MENTAL SHRILLNESS by TODD RUSSELL
This collection of short stories, MENTAL SHRILLNESS is a very good example of abbreviated fiction at it’s finest. I’ll get to the book itself in a minute, but first I want to discuss Shorts in general.
Not everyone is a fan of short stories, but I tend to think that has more to do with what readers are used to (printable novel-length fiction) because that’s all Traditional publishers have printed for years. But I can see the tides a’turning, and if more authors of Mr. Russell’s caliber put these collections out there, I think readers will see that shorts are not “lesser” stories, they are just condensed. And much easier to read while your standing in line at the Post-Office.
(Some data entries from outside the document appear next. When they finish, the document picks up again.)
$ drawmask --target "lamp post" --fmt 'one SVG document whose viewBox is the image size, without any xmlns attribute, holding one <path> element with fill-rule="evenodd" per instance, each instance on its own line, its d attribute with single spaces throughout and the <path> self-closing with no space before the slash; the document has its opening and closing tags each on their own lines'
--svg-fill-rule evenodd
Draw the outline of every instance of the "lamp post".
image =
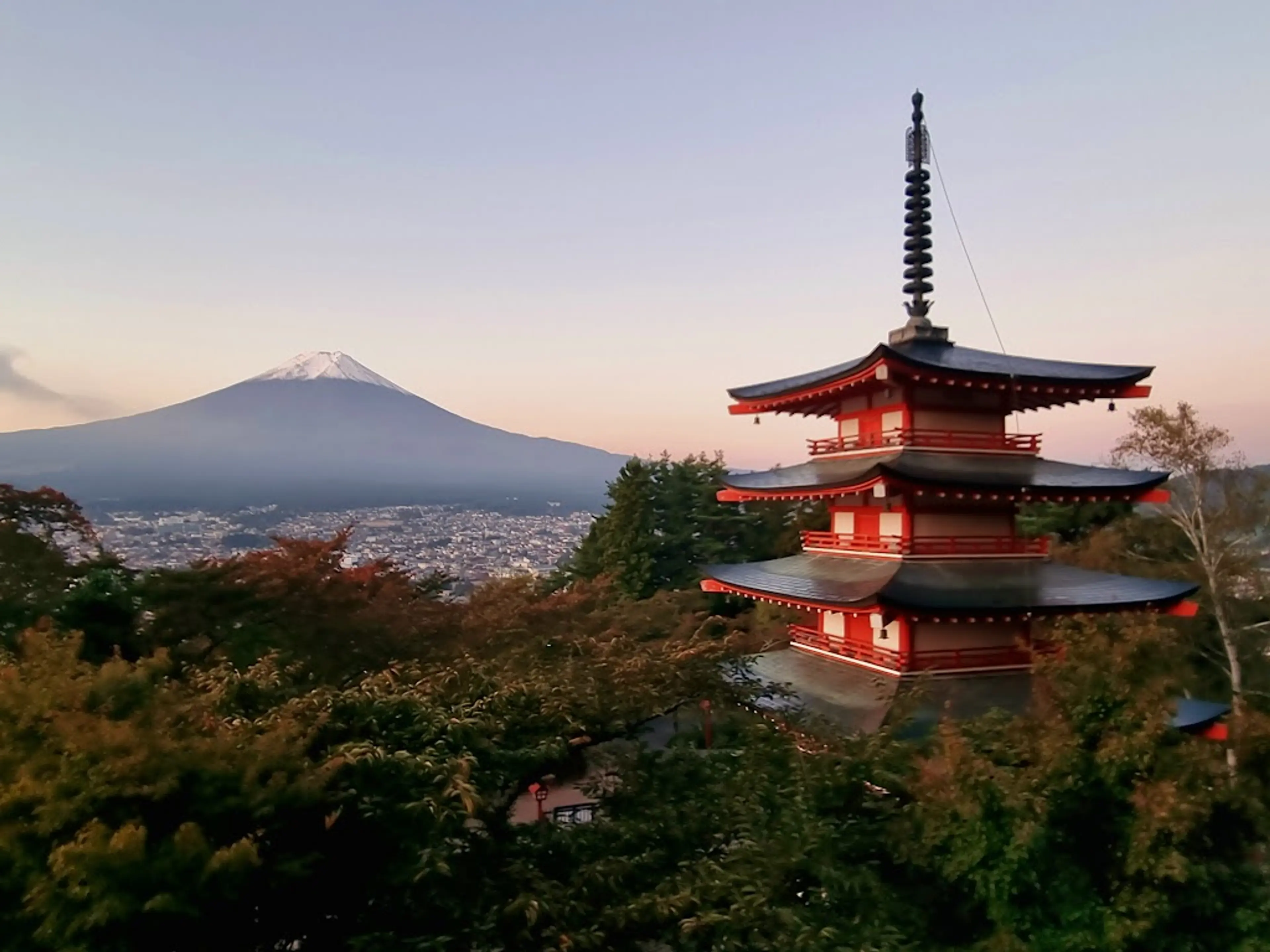
<svg viewBox="0 0 1270 952">
<path fill-rule="evenodd" d="M 538 807 L 538 823 L 544 823 L 547 817 L 542 811 L 542 801 L 547 798 L 547 787 L 545 783 L 531 783 L 530 793 L 533 795 L 533 802 Z"/>
</svg>

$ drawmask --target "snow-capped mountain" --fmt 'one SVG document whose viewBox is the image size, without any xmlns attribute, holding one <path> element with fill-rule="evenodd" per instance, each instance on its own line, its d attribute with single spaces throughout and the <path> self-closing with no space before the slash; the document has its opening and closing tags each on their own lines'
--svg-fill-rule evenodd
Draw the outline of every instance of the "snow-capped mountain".
<svg viewBox="0 0 1270 952">
<path fill-rule="evenodd" d="M 0 482 L 137 506 L 593 506 L 624 461 L 474 423 L 339 352 L 133 416 L 0 434 Z"/>
<path fill-rule="evenodd" d="M 272 371 L 265 371 L 251 380 L 347 380 L 354 383 L 373 383 L 377 387 L 410 391 L 399 387 L 387 377 L 381 377 L 366 364 L 358 363 L 342 350 L 310 350 L 279 363 Z"/>
</svg>

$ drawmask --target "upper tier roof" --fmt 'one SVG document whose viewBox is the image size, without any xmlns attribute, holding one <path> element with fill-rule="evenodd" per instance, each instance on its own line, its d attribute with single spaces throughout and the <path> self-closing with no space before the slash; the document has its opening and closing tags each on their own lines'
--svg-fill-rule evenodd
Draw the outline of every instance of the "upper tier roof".
<svg viewBox="0 0 1270 952">
<path fill-rule="evenodd" d="M 842 608 L 880 604 L 922 613 L 1168 608 L 1199 588 L 1026 559 L 908 562 L 801 553 L 766 562 L 711 565 L 705 574 L 730 589 L 782 602 Z"/>
<path fill-rule="evenodd" d="M 1104 363 L 1073 363 L 1071 360 L 1043 360 L 1034 357 L 1013 357 L 992 350 L 975 350 L 944 341 L 909 340 L 903 344 L 879 344 L 867 355 L 856 360 L 801 373 L 796 377 L 734 387 L 728 395 L 734 400 L 765 400 L 789 396 L 804 390 L 832 383 L 850 377 L 884 358 L 898 360 L 917 369 L 947 371 L 996 380 L 1015 380 L 1027 383 L 1045 382 L 1062 385 L 1124 386 L 1148 377 L 1153 367 L 1125 367 Z"/>
<path fill-rule="evenodd" d="M 1030 495 L 1137 495 L 1168 479 L 1167 472 L 1076 466 L 1035 456 L 941 453 L 898 449 L 890 453 L 812 459 L 765 472 L 728 473 L 724 485 L 743 494 L 828 494 L 851 491 L 878 479 L 936 487 L 986 489 Z"/>
</svg>

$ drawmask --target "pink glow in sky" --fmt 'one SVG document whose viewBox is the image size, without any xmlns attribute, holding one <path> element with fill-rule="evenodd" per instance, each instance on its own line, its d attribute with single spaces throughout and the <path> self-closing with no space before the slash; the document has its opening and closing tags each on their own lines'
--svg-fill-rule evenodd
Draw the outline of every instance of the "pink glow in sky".
<svg viewBox="0 0 1270 952">
<path fill-rule="evenodd" d="M 926 6 L 5 4 L 0 348 L 47 392 L 0 373 L 0 428 L 343 350 L 512 430 L 792 462 L 831 424 L 724 391 L 903 322 L 921 86 L 1007 349 L 1156 364 L 1270 459 L 1270 5 Z M 996 348 L 935 184 L 932 317 Z M 1097 459 L 1128 409 L 1021 426 Z"/>
</svg>

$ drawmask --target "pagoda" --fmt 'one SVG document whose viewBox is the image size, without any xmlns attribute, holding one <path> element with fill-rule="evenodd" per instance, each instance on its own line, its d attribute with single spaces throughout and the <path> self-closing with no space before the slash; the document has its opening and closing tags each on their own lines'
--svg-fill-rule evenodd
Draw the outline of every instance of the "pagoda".
<svg viewBox="0 0 1270 952">
<path fill-rule="evenodd" d="M 733 473 L 719 499 L 824 500 L 828 532 L 786 559 L 705 569 L 702 588 L 804 611 L 791 646 L 903 679 L 1026 671 L 1038 619 L 1194 614 L 1196 586 L 1086 571 L 1017 531 L 1027 503 L 1167 499 L 1166 472 L 1054 462 L 1007 428 L 1024 410 L 1146 397 L 1152 367 L 1071 363 L 958 347 L 931 324 L 930 141 L 922 94 L 907 133 L 908 321 L 865 357 L 730 390 L 733 414 L 832 420 L 809 459 Z M 756 419 L 757 421 L 757 419 Z"/>
</svg>

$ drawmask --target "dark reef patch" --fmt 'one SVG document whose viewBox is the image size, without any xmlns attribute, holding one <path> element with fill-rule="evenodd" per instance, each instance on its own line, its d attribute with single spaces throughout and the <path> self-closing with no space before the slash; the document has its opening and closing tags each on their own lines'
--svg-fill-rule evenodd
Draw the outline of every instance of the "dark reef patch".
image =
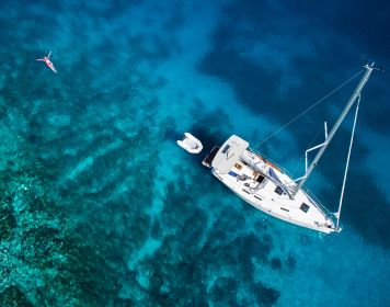
<svg viewBox="0 0 390 307">
<path fill-rule="evenodd" d="M 18 286 L 9 286 L 0 293 L 0 306 L 23 306 L 33 307 L 34 305 L 25 297 Z"/>
</svg>

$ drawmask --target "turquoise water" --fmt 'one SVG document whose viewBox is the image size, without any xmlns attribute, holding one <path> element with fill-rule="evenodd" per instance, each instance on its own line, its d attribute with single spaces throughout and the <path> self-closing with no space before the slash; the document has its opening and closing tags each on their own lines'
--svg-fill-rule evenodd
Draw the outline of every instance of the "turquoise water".
<svg viewBox="0 0 390 307">
<path fill-rule="evenodd" d="M 340 235 L 265 216 L 200 164 L 362 54 L 389 67 L 388 8 L 252 2 L 1 2 L 1 306 L 390 305 L 388 73 L 364 92 Z M 58 75 L 35 61 L 49 50 Z M 300 175 L 354 86 L 261 149 Z M 309 182 L 332 211 L 351 124 Z M 181 150 L 184 132 L 205 151 Z"/>
</svg>

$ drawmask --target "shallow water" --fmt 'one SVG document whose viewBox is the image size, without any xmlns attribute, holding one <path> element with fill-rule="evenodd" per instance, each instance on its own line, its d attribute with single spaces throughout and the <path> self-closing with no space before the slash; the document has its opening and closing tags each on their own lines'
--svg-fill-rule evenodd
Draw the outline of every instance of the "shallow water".
<svg viewBox="0 0 390 307">
<path fill-rule="evenodd" d="M 200 164 L 231 134 L 259 144 L 360 54 L 389 66 L 387 4 L 252 2 L 1 2 L 1 306 L 390 305 L 386 73 L 364 91 L 340 235 L 265 216 Z M 35 61 L 49 50 L 58 75 Z M 300 175 L 353 87 L 261 149 Z M 330 209 L 351 124 L 309 182 Z"/>
</svg>

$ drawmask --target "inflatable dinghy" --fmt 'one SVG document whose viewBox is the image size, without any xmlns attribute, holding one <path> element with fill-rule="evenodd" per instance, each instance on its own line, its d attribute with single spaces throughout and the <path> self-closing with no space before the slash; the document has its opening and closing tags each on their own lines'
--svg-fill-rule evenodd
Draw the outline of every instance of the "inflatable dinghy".
<svg viewBox="0 0 390 307">
<path fill-rule="evenodd" d="M 203 149 L 200 140 L 188 133 L 184 134 L 183 140 L 177 140 L 177 145 L 190 154 L 199 154 Z"/>
</svg>

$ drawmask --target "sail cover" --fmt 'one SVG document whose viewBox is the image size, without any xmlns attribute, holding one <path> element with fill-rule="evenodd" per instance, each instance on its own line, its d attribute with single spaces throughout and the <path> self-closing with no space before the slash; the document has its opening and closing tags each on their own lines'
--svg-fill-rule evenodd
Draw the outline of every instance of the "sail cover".
<svg viewBox="0 0 390 307">
<path fill-rule="evenodd" d="M 218 150 L 211 162 L 211 167 L 220 173 L 229 172 L 248 146 L 249 143 L 246 140 L 237 135 L 232 135 Z"/>
<path fill-rule="evenodd" d="M 277 177 L 277 174 L 275 173 L 275 171 L 274 171 L 272 168 L 268 169 L 268 174 L 269 174 L 269 177 L 271 177 L 272 179 L 274 179 L 277 183 L 280 183 L 282 186 L 284 186 L 283 182 L 280 181 L 280 179 Z"/>
</svg>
In fact, writing a top-notch story is arguably harder to accomplish. There is much less real estate involved, and each and every word must pack the proverbial gut-punch. Think of it this way, if you asked to explain something in under 50 words or with a 1,000 word limit, which do you think would be easier?
Now, with that said, not all Shorts are created equal. It’s very hard to tell a compelling, complete story, and sometimes the overall story may suffer. That is not true with this horror collection from Todd Russell. His prose is as cutting and sharp as a scalpel, and he minces no time in drawing readers into his warped world.
Most certainly not for the faint of heart, MENTAL SHRILLNESS explores, in bite-sized portions, universal themes of betrayal, lust, mental illness, undying love and desire, with disturbing finesse.
I was disturbed by these stories, especially Pains in the Glass, Falling In Bobbitt and Death Warmed Over, though not as much as I probably should have been. Instead of personally being grossed out, I was sucked into as a silent observer, very much involved in the stories. I could see them, smell them, hear them- essentially this book played out like short episodes in my mind. I felt more than I read, if that makes any sense.
The last story The Illusion whispered faintly of a specific Nathaniel Hawthorne story to me, but I can’t tell you why without telling you how. So instead, I invite you to read the story and post in the comments what story you think I’m referring to (explain yourself please as well) and there might be a goodie for whoever gets it right first. I must warn you though, the connection is tenuous at best, and I may be inventing it completely, but I do feel even my imagined binding-thread speaks volumes for the high level of writing in this collection.
The included Author’s notes are damn-near as interesting as the stories themselves, and it’s not everyday that you get to hear the method behind the madness. So, if you feel brave enough, drop a trail of breadcrumbs behind you, grab a flashlight, and enter into MENTAL SHRILLNESS.